This article is targeted toward individuals managing, maintaining, and developing in an edu system. We assume some familiarity with Python development, Apache Airflow, and dbt. This article should be helpful in understanding the system as a whole and how it was designed to work; for step-by-step instructions please see articles in the Guides section.
Overall ELT strategy#
The edu framework uses an extract-load-transform strategy to move data from Ed-Fi into Snowflake. This means that the data is moved out of Ed-Fi and into the Snowflake database exactly as it comes from the Ed-Fi API, and then is tranformed into analytics data through a series of steps within the Snowflake database.
Succesful setup of an edu project will create an Airflow instance with DAGs running on a schedule to extract and load data from the Ed-Fi API, land them in an AWS S3 bucket for storage, and then load them into unstructured raw JSON tables in Snowflake. This aligns with an extract-load strategy to move the data out of the source system without modifying or tranforming it in any way. Because of this, using Airflow as our orchestration engine is not a critical aspect of the system design -- the goal is to get the data extracted from the Ed-Fi API and loaded into the database in its raw form.
From there, we use dbt to tranform the raw JSON data from the Ed-Fi API into a dimensional data warehouse organized for analytics. This allows the full lineage of the data transformation to happen in the database and under the control of dbt, which allows for a more cohesive approach to organizing the steps of the transformations and testing the quality of the data. The dbt process also manages complexities like dealing with deleted data, creates quality control and inventory tables, and runs tests for data quality.
We intend to share as much common code as possible in edu , while creating space for relevant configuration parameters to adapt to the needs of education agencies. The goal is to not create forks of the primary package repos but to store any configurations and extensions in templated implementation repos. This means that changes to the package repos are the responsibility of all users of edu , while changes to implementation repos are under the control of the implementation team for an agency. This configurability applies to both the extract-load setup as well as the dbt data transformation. See code repositories for a full list of the relevant repositories.
The package repos will produce DAGs that extract data from Ed-Fi APIs and trigger a dbt run to process the data inside the Snowflake data warehouse. In the implementation repo, the implementation team can configure components of those DAGs, like the schedule they run on, or add new DAGs for additional data sources.
The implementation repo of an edu project includes the shell of a typical dbt project that imports package repositories.
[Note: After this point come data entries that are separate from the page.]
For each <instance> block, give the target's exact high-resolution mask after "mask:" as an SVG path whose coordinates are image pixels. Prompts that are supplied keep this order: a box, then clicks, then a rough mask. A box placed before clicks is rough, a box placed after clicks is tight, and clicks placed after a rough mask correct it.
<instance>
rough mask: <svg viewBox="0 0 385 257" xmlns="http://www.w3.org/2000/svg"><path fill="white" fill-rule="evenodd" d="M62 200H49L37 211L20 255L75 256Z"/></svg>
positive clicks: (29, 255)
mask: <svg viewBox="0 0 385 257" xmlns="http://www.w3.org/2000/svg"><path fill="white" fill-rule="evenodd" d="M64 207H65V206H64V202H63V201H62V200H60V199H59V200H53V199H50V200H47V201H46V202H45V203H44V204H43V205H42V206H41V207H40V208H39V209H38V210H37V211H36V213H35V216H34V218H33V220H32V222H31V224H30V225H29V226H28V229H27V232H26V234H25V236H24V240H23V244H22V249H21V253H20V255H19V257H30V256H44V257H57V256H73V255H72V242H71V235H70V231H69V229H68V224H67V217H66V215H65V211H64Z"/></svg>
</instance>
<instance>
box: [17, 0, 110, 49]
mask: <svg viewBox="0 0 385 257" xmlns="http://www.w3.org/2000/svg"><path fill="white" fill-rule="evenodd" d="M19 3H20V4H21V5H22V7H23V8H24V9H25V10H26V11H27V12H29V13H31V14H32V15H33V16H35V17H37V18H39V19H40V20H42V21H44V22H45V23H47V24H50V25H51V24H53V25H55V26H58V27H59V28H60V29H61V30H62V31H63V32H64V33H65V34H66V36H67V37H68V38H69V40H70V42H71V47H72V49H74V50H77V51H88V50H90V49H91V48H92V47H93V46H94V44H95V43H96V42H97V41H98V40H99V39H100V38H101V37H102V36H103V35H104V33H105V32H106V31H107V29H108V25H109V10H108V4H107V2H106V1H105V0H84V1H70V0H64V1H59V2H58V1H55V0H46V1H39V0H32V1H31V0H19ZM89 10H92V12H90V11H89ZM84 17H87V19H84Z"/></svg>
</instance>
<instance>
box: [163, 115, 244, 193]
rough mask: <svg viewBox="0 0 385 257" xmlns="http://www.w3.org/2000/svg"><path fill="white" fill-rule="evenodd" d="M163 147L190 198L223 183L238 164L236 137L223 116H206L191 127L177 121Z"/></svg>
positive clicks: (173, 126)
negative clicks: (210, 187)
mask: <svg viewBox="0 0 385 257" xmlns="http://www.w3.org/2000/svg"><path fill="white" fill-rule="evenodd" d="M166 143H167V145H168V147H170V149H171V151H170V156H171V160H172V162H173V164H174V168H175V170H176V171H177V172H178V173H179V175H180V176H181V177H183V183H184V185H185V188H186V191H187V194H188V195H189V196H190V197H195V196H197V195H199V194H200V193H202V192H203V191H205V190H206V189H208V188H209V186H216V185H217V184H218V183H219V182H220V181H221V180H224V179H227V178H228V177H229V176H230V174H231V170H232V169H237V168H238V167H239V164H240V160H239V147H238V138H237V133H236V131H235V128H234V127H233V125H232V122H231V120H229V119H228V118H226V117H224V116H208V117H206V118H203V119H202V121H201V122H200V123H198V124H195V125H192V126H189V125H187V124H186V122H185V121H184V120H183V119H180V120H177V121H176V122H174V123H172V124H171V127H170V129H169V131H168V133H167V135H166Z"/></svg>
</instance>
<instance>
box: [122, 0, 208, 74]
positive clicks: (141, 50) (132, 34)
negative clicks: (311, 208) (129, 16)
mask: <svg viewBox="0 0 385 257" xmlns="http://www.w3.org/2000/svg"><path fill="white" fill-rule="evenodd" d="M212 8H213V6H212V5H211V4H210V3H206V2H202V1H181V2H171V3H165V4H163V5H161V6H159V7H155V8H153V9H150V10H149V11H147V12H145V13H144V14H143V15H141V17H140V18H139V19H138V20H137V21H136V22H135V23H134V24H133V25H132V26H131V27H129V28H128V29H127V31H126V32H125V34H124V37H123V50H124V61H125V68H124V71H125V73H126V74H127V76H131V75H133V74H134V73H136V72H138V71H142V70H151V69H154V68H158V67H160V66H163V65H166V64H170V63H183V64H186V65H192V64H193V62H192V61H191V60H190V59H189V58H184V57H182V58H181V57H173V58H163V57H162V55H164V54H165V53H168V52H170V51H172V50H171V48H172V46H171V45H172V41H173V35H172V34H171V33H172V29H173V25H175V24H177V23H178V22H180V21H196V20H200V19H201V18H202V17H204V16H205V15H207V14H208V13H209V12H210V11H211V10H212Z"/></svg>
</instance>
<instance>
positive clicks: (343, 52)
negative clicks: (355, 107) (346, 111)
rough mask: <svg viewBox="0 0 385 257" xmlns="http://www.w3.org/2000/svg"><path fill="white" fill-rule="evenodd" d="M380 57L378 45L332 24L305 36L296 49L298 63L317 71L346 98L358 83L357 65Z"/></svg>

The package repositories contain the dbt models that transform the data. The /models/ folder if the implementation repo is empty at the start of a new project. The implementation repository is where an implementation adds custom models, customizes configuration & settings, and adds seed tables.
Ed-Fi allows for configuration of descriptors, which are usually categorical codes representing observations of data. For example, the edu code knows where to find the recorded instances of attendance events for students in Ed-Fi, but those codes could contain anything from a simple Attended or Absent to much more granular ways of capturing this information. In other cases descriptors might describe meaningful concepts for identification like "state student id" that we want to capture and standardize in the edu data model.
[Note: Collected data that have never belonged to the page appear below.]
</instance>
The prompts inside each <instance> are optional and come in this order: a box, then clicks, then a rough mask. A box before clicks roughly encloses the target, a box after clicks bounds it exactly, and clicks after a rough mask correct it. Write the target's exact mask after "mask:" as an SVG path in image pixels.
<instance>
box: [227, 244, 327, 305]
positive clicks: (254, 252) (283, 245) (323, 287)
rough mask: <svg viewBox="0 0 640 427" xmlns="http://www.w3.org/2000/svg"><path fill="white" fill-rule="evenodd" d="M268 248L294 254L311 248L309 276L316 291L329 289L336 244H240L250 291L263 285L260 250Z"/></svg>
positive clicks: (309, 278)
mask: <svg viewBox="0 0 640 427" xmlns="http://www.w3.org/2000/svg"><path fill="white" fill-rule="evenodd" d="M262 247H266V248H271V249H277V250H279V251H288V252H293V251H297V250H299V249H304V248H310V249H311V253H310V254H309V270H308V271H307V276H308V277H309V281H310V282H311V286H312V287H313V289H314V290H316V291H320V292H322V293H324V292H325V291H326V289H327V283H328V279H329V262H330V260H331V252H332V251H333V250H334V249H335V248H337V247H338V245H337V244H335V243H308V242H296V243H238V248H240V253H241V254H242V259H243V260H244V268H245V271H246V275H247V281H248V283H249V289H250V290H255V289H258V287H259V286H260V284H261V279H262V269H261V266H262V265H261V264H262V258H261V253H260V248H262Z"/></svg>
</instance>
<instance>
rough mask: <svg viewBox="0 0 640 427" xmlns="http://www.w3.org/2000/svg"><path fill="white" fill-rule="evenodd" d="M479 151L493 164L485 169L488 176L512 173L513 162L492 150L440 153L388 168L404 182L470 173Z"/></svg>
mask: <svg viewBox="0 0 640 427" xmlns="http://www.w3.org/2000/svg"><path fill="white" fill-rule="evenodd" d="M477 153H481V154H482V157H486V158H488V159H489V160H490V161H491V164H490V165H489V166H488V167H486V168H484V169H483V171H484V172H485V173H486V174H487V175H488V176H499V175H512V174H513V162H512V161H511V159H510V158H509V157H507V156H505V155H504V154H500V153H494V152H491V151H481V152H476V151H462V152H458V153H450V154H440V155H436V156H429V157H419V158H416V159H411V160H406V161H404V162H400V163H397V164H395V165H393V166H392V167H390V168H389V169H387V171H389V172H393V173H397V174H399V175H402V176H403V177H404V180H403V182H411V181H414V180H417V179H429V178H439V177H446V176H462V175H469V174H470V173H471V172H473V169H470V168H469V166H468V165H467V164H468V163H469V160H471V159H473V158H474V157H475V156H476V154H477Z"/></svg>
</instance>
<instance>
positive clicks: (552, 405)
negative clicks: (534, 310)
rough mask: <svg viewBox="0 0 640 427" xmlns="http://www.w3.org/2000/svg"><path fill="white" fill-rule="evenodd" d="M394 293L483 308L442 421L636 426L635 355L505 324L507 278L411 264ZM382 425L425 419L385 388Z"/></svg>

edu attempts to define a system for this interpretation of the underlying data without needing to write custom code containing these values. The idea is to take categorical information like attendance codes or performance levels on an assessment and turn them into standardized analytically meaningful concepts like "attended school" or "proficient on exam". We store this translation in dbt seed tables. This allows us to keep logic out of the code base that is specific to customizable descriptor codes in Ed-Fi. To get these analytics indicators to show up correctly in the data warehouse, you need to update the seed tables in the dbt implementation repo to align with the descriptors in your Ed-Fi ODS. There are also other configurable thresholds in dbt project yml files.
For a more detailed list of the configuration options in the projects see the reference guide for data warehouse configuration.
Developing airflow code for extract-load#
The edu framework contains a place for the implementation team to add additional DAGs to extract and load data from other sources. A developer can write python code to interact with an outside data source, use Airflow to manage credentials, and add code to create additional DAGs in the Airflow environment. For more information see the guide to customizing with external data
Developing dbt code for transformation of data#
framework allows for the layering on of additional dbt models inside the implementation repository. A developer can reference tables in the data warehouse, or custom sources added to the data
warehouse, to the
/models folder of the implementation repository. The dbt code is structured as a series of package dependencies, where the implementation repository imports the
warehouse package, which imports the source package. For details on setting up dbt development, see the local dbt setup guide.
Security management within Snowflake#
The overall security of the cloud system is discussed in the setup and infrastructure section of the documentation. Snowflake allows for a lot of flexibility in managing and granting access to users of the data warehouse. For information about the access roles created in a default implementation, see access roles.